The National Agency for Food and Drug Administration and Control (NAFDAC) has ordered a nationwide mop-up of all Europharm Laboratories products after laboratory tests revealed low active pharmaceutical ingredient levels and other serious quality failures in several formulations produced by the company.
The agency announced the directive in a public warning issued through its official X handle, stating that enforcement teams had already begun removing the affected medicines from circulation across the country.
According to NAFDAC, the mop-up follows credible intelligence and regulatory surveillance, indicating that Europharm Laboratories had been producing, selling, and distributing multiple pharmaceutical and regulated products without the required marketing authorisation. Investigators reportedly found numerous items at the company’s facility that were being manufactured or circulated in violation of national drug safety regulations.
The agency said laboratory analysis confirmed significant quality defects in some of the products, raising major public health concerns. Tests conducted on two formulations of Linmoxyn (Amoxicillin) showed critically low API levels. The suspension version failed with 13.9 per cent and 18.4 per cent API content, while the 500mg capsules recorded only 48.3 per cent, confirming them to be grossly substandard.
NAFDAC added that several products bearing different registration numbers were recovered from the Europharm Laboratories site in Jos. Among them were Linocloxin, Linromycine, Linocillin, Linmoxyn suspension, Eurogyl, Naflin, Natacid, Navit-B, Fountain B-12 syrups, Vitamin-C syrup, Eurogyl tablets, Euramol tablets, Euramox tablets, Linotrim and Linoquine.
The agency urged distributors, retailers, health professionals, and caregivers to remain vigilant along the supply chain and to avoid stocking or dispensing any unverified products. It emphasised that medicines should only be purchased from authorised or licensed suppliers and that users must carefully check the authenticity and physical condition of products before use.
NAFDAC called on healthcare workers and members of the public to immediately report any suspicion of substandard or falsified medical products to the nearest NAFDAC office, or through its toll-free line.
Meanwhile, NAFDAC has urged operators across multiple sectors to adhere strictly to its regulatory requirements, warning that failure to comply could attract legal sanctions. The warning was issued by the South-East Zonal Director, Dr Festus Ukadike, during a one-day stakeholders’ sensitisation programme held in Owerri, Imo State.
The meeting brought together representatives from the National Association of Patent and Proprietary Medicines (NAPPMED), the Association of Table Water Producers (ATWAP), Association of Community Pharmacists of Nigeria (ACPN), Association of Supermarket Operators, National Association of Industrial Pharmacists (NAIP), agro-input dealers, herbal medicine practitioners, bakers, and food outlets including Chicken Republic.
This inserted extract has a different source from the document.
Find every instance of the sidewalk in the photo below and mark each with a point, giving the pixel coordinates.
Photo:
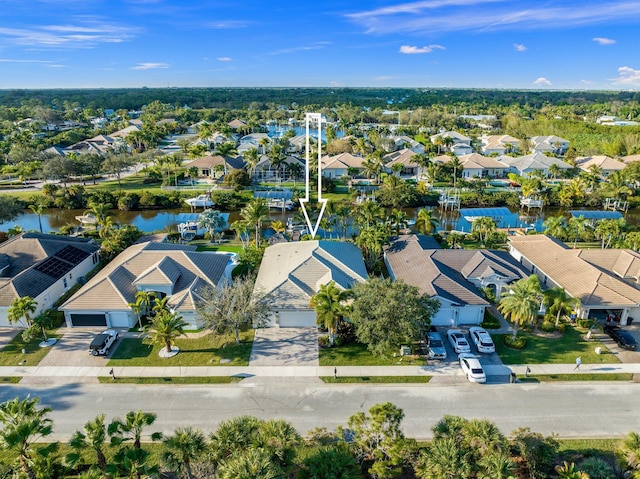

Dr. Ukadike emphasised the agency’s mandate to safeguard public health, stating, “NAFDAC has the mandate to ensure that all regulatory products meet the standards of quality, safety and efficacy. Our shared mandate is to do everything within our powers to protect public health. Ours is that of a regulator — to make sure you comply with all the guidelines made available to you in the discharge of your responsibilities.”
He urged stakeholders to maintain good hygiene and manufacturing practices, ensure that registration licences are valid, and keep personnel, procedures, and equipment aligned with regulatory guidelines. Dr. Ukadike also highlighted the importance of proper storage and distribution, warning against unscientific claims that a single drug could cure multiple ailments such as hypertension, diabetes, and asthma.